= Nicholas of Bar =

Bishop of Mâcon (died 1310)

Nicholas of Bar (died 16 May 1310) was the bishop of Mâcon from 1286 until his death.

According to a posthumous document, Nicholas was the "son of Poncetus of Bar in the diocese of Tulle". His obituary in the register of his alma mater, however, gives his namesake as Bar-le-Duc. Given family connections to Lorraine there can be no doubt that the latter is correct. His uncle was Cardinal Geoffroy de Bar, who secured his appointment by Pope Honorius IV as bishop in 1286.

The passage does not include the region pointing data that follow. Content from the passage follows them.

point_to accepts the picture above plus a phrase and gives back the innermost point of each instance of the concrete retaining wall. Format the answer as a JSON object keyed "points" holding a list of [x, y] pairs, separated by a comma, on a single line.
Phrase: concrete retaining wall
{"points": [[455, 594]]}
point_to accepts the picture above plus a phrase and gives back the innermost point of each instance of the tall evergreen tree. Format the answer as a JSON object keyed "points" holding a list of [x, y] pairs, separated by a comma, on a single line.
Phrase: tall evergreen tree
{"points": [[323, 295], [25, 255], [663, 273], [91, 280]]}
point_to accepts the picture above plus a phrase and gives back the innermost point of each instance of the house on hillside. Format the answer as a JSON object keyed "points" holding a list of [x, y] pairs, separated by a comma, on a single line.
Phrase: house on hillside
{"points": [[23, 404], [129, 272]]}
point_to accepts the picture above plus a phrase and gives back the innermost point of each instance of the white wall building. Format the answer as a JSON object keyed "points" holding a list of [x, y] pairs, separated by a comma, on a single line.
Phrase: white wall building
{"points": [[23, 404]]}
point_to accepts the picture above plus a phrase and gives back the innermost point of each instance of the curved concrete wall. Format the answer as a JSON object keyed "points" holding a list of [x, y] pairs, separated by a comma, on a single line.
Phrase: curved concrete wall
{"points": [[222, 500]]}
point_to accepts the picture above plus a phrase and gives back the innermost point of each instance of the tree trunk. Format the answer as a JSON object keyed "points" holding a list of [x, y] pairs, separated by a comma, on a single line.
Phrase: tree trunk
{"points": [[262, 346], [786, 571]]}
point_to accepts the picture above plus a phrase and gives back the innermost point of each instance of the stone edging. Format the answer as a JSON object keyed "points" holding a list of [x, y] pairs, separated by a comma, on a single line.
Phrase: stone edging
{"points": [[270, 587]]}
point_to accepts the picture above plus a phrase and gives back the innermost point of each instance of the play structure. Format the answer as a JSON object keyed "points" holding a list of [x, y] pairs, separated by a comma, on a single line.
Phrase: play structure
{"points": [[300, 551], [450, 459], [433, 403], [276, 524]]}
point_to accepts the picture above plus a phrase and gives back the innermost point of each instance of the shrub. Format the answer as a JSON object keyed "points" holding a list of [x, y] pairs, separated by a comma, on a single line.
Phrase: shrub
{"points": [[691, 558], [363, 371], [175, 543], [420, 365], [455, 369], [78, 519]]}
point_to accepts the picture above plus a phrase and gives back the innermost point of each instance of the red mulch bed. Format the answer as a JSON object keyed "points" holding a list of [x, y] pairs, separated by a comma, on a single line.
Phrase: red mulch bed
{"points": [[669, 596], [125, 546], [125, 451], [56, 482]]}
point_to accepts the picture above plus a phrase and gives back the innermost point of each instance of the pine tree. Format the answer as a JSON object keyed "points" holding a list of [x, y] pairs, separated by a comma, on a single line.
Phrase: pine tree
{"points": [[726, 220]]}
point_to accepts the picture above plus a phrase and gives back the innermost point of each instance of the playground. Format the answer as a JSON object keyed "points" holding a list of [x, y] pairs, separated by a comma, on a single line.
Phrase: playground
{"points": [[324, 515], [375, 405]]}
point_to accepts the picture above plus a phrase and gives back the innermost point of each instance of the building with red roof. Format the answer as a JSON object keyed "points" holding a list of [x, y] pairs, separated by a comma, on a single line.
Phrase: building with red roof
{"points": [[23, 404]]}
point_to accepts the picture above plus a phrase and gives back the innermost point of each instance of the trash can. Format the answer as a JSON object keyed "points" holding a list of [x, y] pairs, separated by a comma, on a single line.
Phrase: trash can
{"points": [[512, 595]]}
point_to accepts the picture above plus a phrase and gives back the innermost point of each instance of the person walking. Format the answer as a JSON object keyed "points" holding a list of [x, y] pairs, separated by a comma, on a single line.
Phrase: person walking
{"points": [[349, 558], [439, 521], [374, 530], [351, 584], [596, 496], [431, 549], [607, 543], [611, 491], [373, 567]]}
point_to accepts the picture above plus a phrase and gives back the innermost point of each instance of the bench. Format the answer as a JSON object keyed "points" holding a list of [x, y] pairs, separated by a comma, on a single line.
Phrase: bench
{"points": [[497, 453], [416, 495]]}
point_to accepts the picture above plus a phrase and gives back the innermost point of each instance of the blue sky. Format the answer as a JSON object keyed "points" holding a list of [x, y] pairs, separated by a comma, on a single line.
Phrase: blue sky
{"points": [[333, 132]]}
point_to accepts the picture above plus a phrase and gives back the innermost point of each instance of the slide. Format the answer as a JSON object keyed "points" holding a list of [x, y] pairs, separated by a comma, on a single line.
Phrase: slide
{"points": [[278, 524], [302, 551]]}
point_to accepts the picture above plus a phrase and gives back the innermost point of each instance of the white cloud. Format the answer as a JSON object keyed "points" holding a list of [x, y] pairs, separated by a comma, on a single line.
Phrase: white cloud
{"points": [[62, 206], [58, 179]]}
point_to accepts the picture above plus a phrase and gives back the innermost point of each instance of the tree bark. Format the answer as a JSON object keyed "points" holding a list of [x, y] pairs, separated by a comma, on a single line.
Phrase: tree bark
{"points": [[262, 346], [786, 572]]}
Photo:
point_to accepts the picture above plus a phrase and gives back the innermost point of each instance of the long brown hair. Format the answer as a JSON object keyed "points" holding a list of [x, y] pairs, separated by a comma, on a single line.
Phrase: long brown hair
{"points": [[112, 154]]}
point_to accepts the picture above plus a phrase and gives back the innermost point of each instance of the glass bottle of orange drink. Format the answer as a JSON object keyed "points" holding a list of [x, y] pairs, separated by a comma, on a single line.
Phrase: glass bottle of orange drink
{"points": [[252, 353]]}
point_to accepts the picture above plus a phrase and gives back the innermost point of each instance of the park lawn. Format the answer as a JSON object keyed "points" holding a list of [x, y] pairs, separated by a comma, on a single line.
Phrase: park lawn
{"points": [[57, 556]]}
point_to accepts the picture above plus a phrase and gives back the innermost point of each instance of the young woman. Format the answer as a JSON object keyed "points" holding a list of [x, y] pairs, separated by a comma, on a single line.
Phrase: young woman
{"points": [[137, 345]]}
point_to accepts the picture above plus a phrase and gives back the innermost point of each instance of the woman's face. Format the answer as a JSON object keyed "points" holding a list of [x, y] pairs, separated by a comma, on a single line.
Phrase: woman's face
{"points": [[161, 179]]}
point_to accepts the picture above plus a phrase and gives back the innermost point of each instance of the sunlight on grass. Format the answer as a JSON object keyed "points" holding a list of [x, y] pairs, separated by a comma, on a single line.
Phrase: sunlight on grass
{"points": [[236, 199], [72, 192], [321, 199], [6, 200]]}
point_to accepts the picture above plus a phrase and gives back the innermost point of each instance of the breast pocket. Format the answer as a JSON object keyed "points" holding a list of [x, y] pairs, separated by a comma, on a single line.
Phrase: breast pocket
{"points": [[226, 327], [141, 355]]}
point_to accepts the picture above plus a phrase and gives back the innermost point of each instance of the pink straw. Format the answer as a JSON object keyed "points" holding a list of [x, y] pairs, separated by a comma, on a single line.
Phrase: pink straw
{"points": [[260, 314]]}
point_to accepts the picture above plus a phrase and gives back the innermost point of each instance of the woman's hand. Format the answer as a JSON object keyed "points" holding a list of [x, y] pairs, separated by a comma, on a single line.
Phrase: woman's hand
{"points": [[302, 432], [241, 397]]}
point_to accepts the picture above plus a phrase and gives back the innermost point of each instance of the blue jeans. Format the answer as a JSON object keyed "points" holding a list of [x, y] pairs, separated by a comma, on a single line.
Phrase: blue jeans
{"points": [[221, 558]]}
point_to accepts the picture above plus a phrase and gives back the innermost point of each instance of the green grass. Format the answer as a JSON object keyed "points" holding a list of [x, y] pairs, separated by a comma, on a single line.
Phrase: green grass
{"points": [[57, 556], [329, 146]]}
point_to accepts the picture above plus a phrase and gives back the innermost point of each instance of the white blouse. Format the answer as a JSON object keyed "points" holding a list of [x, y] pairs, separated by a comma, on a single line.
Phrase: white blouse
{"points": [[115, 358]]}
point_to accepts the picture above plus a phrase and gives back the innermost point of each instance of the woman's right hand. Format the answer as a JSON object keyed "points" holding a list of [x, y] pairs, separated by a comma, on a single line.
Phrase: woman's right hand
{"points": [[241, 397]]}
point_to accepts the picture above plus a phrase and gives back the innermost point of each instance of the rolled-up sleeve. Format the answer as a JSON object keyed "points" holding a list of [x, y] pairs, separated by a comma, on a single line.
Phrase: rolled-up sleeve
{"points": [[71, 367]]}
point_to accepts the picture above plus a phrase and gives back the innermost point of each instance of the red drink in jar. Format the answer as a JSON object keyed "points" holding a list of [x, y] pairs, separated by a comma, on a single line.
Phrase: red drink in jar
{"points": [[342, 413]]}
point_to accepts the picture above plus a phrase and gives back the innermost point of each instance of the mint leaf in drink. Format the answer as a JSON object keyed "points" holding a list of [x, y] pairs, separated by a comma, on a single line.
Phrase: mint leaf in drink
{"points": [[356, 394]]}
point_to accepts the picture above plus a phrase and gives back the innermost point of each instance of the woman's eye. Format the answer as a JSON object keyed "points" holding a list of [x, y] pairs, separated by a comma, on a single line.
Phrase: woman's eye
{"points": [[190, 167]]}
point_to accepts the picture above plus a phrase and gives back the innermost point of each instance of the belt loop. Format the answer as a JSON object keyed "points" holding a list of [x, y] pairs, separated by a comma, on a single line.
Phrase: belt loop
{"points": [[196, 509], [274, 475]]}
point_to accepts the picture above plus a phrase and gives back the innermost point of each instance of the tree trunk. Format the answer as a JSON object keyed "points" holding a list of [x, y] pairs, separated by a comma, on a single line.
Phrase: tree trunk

Nicholas died on 16 May 1310. An alumnus of the College of Sorbonne, he was a rich man at his death who left the college eighteen manuscripts plus all his possessions in the diocese of Paris. Although he intended that one professor and two students should be sustained on his bequest, this was reduced to only a single student of his own family or else from Lorraine.

One of the manuscripts he gave to the Sorbonne is the original manuscript of Thomas of Ireland's Manipulus florum, which the author had given him. It is now Paris, Bibliothèque nationale de France, lat. 15985. Another is that collection of 170 quodlibetal disputations that he commissioned. The first six questions in this collection are anonymous and may be from Nicholas' own disputation. They probably date to 1285–1286. The manuscript, now Paris, Bibliothèque nationale de France, lat. 15850, probably dates from before 1303–1304.